La professione si rinnova

Com’è accaduto per i settori più disparati, il Covid ha accelerato anche il cambiamento in atto nel mondo condominiale, che investe in pieno l’amministratore. I condomini possono diventare il motore della rivoluzione sostenibile, non solo dotandosi delle tecnologie necessarie a diminuire i consumi e a rendere più vivibili gli ambienti, ma anche mutando la loro natura per diventare luoghi di aggregazione, di collaborazione e di condivisione.

In questo nuovo scenario, l’amministratore condominiale ha un ruolo di primo piano. È infatti chiamato a diventare un punto di riferimento a 360 gradi per i condòmini: come building manager, aggiornando le proprie competenze tecniche e digitali per ottimizzare la gestione, ma soprattutto come guida autorevole verso un condominio più sano, sicuro e inclusivo, confortevole per tutti.

Eppure l’Italia rimane l’unico Paese europeo in cui la professione, pur crescendo nel carico di responsabilità, non è regolata, se non da norme confuse e contraddittorie. Di qui deriva l’altissimo numero di non professionisti che si assumono il compito di amministrare il proprio palazzo dietro bassi compensi, senza partita IVA e tantomeno uno studio alle spalle. Ma è spesso subito evidente come il risparmio sulla spesa per l’amministratore sia direttamente proporzionale alla qualità dell’amministrazione.

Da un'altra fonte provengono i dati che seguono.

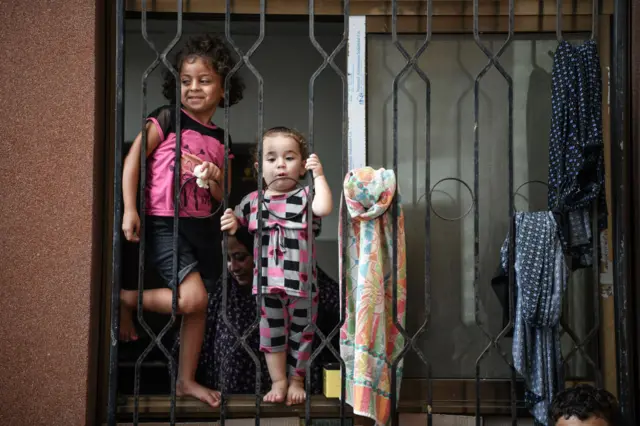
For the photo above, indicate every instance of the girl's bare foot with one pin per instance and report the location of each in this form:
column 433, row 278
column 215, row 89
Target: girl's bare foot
column 196, row 390
column 127, row 304
column 278, row 392
column 295, row 393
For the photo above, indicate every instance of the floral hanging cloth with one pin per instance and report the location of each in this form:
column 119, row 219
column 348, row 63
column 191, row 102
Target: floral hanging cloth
column 369, row 340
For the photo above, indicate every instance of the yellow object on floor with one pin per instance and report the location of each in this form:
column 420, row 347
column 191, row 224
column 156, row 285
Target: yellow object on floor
column 332, row 381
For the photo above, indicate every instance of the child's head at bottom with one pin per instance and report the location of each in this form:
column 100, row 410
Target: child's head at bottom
column 584, row 405
column 284, row 155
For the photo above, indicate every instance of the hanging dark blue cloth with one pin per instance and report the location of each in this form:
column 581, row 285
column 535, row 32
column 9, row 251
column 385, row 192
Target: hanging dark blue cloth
column 576, row 149
column 541, row 278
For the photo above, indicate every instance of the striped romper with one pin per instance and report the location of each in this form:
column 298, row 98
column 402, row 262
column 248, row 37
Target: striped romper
column 285, row 273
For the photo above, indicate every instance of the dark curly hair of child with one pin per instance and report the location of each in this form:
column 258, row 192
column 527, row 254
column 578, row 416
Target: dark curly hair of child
column 282, row 131
column 214, row 50
column 585, row 402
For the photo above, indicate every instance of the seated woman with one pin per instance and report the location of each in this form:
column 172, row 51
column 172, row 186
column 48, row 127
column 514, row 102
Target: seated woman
column 234, row 372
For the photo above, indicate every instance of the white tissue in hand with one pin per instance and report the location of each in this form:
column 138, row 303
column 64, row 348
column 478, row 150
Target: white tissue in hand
column 197, row 171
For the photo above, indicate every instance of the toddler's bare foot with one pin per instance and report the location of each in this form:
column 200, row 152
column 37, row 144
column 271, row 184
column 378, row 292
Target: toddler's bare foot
column 127, row 327
column 278, row 391
column 196, row 390
column 295, row 393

Laddove non arriva l’ordinamento giuridico – non esiste nemmeno un Albo per gli amministratori – oggi arrivano tuttavia le Associazioni di categoria e su tutte noi di ANACI che contiamo il maggior numero di iscritti. La nostra Associazione promuovere l’aggiornamento continuo della professione, fornendo agli amministratori un codice deontologico condiviso da rispettare, assistenza, formazione e intermediazione con le istituzioni e dando ai consumatori (i condòmini) garanzie di professionalità e alti standard qualitativi.

 

L’amministratore condominiale alla prova

È ormai chiaro come l’amministratore non possa più essere – e non lo sarebbe dovuto essere neanche in passato – considerato soltanto come una spesa condominiale obbligatoria. Amministrare un condominio, oggi più che mai, non è un passatempo da “dopolavoristi”, è un’attività che richiede competenze diversificate e approfondite (fiscali, tributarie, contabili, legali e non solo) paragonabili a quelle richieste da altri mestieri specialistici, in aggiunta a capacità relazionali e di coordinamento.

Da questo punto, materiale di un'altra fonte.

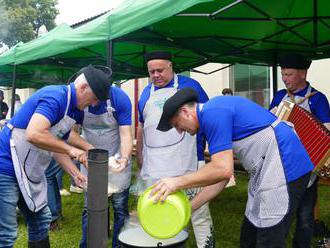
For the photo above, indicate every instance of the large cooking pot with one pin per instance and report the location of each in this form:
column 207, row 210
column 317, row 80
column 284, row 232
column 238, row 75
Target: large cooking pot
column 164, row 220
column 137, row 237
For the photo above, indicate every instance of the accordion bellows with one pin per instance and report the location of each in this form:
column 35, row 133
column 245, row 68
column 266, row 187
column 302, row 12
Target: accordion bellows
column 312, row 133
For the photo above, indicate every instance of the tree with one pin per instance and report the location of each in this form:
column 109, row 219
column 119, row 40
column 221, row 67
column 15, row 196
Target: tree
column 20, row 20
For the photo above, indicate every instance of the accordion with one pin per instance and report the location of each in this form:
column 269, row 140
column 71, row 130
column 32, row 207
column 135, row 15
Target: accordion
column 312, row 133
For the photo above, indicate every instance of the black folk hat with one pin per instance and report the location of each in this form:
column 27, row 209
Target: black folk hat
column 172, row 105
column 99, row 79
column 294, row 61
column 158, row 55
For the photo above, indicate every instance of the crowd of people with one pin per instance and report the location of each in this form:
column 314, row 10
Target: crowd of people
column 56, row 126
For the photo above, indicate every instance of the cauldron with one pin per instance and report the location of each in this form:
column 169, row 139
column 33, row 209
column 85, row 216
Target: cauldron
column 136, row 237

Mettendosi al servizio della collettività – una collettività formata da oltre 40 milioni di persone –, l’amministratore di condominio può condurre in prima persona non soltanto la twin transition (digital e green) del settore, ma anche le trasformazioni sociali che questa porta con sé. Dopotutto, il valore basilare da promuovere con questo mestiere non è l’innovazione tecnologica – questa, semmai, è uno strumento indispensabile –, ma l’integrità, il rispetto e la condivisione, unitamente a una sostenibilità che è ambientale tanto quanto sociale. La digitalizzazione, perciò, è uno dei mezzi più promettenti del cambiamento, ma il fine rimane sempre e comunque il benessere dei cittadini, che non dipende soltanto da qualche parametro ambientale o dai brevi tempi di una ristrutturazione.

L’amministratore, infatti, opera a tutti gli effetti e innanzitutto nel sociale, perché il condominio è un vero e proprio microcosmo e la qualità della vita al suo interno si riflette sulla qualità della vita nel quartiere e nell’intera città. Per garantirla, perciò, non basta insistere sull’importanza dell’efficienza energetica o sulla domotica. È altrettanto necessario dimostrare una deontologia e soprattutto un’etica del lavoro improntate ai valori sopra citati, per saper parlare da esperti a clienti tanto quanto da uomini e da donne ad altri uomini e donne.